A vaccine clinic in Kirkwood, a suburb of St. Louis, Missouri, at one point was seeing 900 people daily. Now, there are days on which fewer than 20 people come to be vaccinated. Only 55 percent of Missouri residents are fully vaccinated, and only 22 percent have gotten boosters. The staff is pessimistic about vaccinations picking up again. As cases decline and vaccine mandates and other restrictions are ended or loosened, as people start talking about the end of the pandemic coming soon, there is little motivation for people to get vaccinated. We got this far okay, so why get vaccinated now that things are clearing up. Those people should recognize, but they likely won't, that weekly averages for cases and for deaths are not much different than they were one year ago as vaccinations were just getting started.

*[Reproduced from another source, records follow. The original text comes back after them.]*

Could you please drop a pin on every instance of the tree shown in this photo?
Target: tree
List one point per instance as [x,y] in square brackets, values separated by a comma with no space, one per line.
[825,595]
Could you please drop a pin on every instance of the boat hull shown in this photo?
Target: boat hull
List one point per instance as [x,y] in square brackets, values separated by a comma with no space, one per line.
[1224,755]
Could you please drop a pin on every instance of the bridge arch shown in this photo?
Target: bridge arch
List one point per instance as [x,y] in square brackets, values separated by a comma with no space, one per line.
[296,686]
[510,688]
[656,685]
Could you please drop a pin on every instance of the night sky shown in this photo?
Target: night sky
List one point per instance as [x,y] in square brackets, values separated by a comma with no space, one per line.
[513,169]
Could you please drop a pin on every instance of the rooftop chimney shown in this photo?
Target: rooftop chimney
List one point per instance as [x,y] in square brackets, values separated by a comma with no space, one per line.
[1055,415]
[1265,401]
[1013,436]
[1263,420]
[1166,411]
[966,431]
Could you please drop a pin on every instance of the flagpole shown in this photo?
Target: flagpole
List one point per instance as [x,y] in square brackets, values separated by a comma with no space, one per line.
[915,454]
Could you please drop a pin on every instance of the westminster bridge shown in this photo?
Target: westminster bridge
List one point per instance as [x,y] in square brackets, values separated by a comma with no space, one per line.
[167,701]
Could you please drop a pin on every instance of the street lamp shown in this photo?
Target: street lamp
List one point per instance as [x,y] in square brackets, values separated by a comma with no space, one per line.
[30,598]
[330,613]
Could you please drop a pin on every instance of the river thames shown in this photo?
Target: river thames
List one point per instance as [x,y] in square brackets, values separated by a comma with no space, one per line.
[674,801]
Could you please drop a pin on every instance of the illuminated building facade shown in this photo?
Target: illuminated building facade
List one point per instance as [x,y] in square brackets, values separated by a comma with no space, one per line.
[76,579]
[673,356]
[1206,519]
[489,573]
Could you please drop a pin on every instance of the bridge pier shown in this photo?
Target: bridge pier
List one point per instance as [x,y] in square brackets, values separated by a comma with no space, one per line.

Almost half of the 500 million test kits the government planned to distribute have not been claimed. On the first day, over 45 million people requested test kits; now, fewer than 100,000 do each day. Discussion is being given to allowing repeat orders.
Finally, the Capitol Physician has lifted the Congressional mask mandate just in time for POTUS's State of the Union address tomorrow evening.
There was more covid news to find if I had had time to look. A few unexpected things popped up that I needed to do. Life ... it happens.